Run alembic migrations one by one for multiple databases

In our project we have multiple databases and we use alembic for migration.
I know that alembic is supposed to be used only for database structure migration, but we also use it for data migration as it's convenient to have all database migration code in one place.
My problem is that alembic works on one database at a time. So if I have databases DB1 and DB2, alembic will first run all migrations for DB1 and after that all migrations for DB2.
The problems start when we migrate data between databases. Say, if in I'm in revision N of DB1 try to access data in DB2, the migration can fail because DB2 can be on revision zero or N-X.
Question: is it possible to run alembic migrations one by one for all databases instead of running all migrations for DB1 and then running all for DB2?

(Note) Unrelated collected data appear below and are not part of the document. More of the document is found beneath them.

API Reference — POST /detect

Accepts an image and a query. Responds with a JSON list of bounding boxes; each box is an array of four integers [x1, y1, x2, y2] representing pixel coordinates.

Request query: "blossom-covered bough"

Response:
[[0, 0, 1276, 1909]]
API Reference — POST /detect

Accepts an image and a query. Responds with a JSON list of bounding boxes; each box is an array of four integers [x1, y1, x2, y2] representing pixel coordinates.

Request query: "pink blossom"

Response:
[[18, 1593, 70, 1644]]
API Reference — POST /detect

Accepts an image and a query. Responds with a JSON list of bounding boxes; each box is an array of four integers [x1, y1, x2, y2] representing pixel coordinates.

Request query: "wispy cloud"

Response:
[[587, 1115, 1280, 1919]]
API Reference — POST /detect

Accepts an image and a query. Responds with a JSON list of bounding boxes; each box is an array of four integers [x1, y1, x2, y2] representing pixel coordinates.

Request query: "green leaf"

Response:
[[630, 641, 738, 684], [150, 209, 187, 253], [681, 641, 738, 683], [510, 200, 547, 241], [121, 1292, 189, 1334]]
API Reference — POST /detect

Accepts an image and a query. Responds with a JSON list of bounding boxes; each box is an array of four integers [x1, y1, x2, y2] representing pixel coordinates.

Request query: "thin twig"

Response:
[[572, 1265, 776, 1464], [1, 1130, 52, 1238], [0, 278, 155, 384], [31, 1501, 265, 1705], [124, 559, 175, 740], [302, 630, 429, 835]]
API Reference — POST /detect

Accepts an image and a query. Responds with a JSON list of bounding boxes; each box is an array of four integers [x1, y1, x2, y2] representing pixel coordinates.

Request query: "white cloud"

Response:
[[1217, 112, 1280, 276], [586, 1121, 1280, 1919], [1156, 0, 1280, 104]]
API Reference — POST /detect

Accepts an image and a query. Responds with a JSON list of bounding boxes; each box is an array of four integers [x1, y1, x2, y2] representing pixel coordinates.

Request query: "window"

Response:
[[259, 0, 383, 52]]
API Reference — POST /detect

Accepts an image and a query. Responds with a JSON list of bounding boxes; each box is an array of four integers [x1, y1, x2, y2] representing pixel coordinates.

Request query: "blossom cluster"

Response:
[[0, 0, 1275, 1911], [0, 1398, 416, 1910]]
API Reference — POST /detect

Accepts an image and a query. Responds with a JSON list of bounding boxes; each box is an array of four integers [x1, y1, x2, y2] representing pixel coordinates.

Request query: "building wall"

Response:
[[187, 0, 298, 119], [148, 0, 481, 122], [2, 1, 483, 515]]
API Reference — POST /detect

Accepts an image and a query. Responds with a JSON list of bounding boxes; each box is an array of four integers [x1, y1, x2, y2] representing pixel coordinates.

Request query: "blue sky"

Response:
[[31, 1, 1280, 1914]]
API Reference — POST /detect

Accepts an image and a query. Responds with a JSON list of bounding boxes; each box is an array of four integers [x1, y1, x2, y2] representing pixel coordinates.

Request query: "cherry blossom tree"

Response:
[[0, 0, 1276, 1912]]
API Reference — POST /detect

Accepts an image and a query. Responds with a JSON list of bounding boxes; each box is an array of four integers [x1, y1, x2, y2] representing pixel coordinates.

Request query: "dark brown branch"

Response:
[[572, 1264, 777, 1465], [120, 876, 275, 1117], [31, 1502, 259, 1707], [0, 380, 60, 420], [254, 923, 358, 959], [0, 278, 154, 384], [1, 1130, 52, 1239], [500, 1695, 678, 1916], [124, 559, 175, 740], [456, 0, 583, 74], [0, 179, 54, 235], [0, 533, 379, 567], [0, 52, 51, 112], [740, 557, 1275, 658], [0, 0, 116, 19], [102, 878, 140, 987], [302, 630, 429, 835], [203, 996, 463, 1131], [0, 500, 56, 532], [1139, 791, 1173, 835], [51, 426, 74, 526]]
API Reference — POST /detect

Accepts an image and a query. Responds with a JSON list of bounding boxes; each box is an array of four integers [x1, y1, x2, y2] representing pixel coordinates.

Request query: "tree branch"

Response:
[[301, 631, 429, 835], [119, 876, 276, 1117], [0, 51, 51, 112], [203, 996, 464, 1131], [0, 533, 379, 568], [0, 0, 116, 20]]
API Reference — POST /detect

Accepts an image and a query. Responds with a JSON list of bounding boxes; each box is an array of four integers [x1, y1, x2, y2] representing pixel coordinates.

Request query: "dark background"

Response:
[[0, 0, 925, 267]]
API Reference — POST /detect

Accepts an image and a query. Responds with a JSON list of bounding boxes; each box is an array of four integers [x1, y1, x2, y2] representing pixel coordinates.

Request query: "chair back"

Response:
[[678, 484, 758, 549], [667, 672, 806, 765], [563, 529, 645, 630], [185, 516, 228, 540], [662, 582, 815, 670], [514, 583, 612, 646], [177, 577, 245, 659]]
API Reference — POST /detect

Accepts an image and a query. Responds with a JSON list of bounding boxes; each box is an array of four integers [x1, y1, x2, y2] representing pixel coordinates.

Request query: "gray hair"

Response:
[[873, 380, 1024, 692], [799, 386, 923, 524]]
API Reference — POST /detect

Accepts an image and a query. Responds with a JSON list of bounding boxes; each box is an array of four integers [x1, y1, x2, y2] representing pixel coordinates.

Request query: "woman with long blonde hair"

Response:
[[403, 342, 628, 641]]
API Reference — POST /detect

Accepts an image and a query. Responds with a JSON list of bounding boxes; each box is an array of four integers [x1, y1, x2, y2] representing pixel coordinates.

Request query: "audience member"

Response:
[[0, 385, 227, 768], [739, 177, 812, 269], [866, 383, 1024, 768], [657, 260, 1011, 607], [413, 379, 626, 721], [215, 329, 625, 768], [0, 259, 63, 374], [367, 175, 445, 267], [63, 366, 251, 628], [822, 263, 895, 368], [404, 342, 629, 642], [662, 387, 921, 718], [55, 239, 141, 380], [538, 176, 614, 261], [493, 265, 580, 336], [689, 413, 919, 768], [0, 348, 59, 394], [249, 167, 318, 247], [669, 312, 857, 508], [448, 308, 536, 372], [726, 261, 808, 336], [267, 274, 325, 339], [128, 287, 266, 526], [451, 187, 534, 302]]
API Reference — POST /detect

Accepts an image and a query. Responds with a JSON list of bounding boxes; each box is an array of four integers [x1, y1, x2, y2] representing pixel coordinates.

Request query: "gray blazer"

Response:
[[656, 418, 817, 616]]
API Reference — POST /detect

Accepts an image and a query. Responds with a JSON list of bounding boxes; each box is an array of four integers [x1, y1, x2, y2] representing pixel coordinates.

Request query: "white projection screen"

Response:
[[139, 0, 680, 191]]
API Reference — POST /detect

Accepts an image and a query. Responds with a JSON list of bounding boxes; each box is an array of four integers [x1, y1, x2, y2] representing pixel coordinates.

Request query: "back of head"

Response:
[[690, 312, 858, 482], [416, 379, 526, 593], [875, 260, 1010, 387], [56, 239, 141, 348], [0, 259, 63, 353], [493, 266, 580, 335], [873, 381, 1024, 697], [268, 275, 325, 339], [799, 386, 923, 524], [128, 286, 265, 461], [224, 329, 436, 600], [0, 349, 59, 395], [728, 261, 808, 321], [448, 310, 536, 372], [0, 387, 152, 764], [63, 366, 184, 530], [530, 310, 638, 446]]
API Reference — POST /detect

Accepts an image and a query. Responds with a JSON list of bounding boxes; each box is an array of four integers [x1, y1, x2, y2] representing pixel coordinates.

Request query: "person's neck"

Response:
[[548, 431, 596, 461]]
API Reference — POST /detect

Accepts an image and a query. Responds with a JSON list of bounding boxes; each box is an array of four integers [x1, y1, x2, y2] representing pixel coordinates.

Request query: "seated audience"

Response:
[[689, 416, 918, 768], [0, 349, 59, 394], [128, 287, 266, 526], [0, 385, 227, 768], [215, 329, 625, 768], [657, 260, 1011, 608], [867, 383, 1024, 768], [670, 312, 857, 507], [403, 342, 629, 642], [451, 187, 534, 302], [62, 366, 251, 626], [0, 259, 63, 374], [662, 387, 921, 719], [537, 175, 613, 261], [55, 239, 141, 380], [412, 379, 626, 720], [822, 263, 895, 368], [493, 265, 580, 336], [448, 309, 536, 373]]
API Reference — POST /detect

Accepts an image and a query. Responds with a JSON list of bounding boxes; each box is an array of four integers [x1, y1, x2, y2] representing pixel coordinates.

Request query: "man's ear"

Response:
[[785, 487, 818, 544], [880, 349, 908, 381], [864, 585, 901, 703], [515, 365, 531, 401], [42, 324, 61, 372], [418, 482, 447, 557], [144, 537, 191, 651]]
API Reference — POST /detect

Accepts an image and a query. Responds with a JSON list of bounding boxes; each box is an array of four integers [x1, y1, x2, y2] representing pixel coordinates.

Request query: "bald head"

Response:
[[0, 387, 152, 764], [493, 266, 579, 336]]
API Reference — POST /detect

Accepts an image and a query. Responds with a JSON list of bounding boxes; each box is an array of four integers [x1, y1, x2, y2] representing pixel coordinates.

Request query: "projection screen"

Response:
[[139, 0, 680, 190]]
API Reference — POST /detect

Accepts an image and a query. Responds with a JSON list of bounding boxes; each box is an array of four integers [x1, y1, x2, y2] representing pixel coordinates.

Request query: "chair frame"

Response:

My current env.py migration function:
def run_migrations_online():
"""
for the direct-to-DB use case, start a transaction on all
engines, then run all migrations, then commit all transactions.
"""
engines = {}
for name in re.split(r',\s*', db_names):
engines[name] = rec = {}
cfg = context.config.get_section(name)
if not 'sqlalchemy.url' in cfg:
cfg['sqlalchemy.url'] = build_url(name)
rec['engine'] = engine_from_config(
cfg,
prefix='sqlalchemy.',
poolclass=pool.NullPool)
for name, rec in engines.items():
engine = rec['engine']
rec['connection'] = conn = engine.connect()
rec['transaction'] = conn.begin()
try:
for name, rec in engines.items():
logger.info("Migrating database %s" % name)
context.configure(
connection=rec['connection'],
upgrade_token="%s_upgrades" % name,
downgrade_token="%s_downgrades" % name,
target_metadata=target_metadata.get(name))
context.run_migrations(engine_name=name)
for rec in engines.values():
rec['transaction'].commit()
except:
for rec in engines.values():
rec['transaction'].rollback()
raise
finally:
for rec in engines.values():
rec['connection'].close()
While I haven't tested this myself, I have been reading https://alembic.sqlalchemy.org/en/latest/api/script.html
It seems feasible that you could use ScriptDirectory to iterate through all the revisions, check if each db needs to apply that revision, and then rather than context.run_migrations you could manually call command.upgrade(config, revision) to apply that one revision.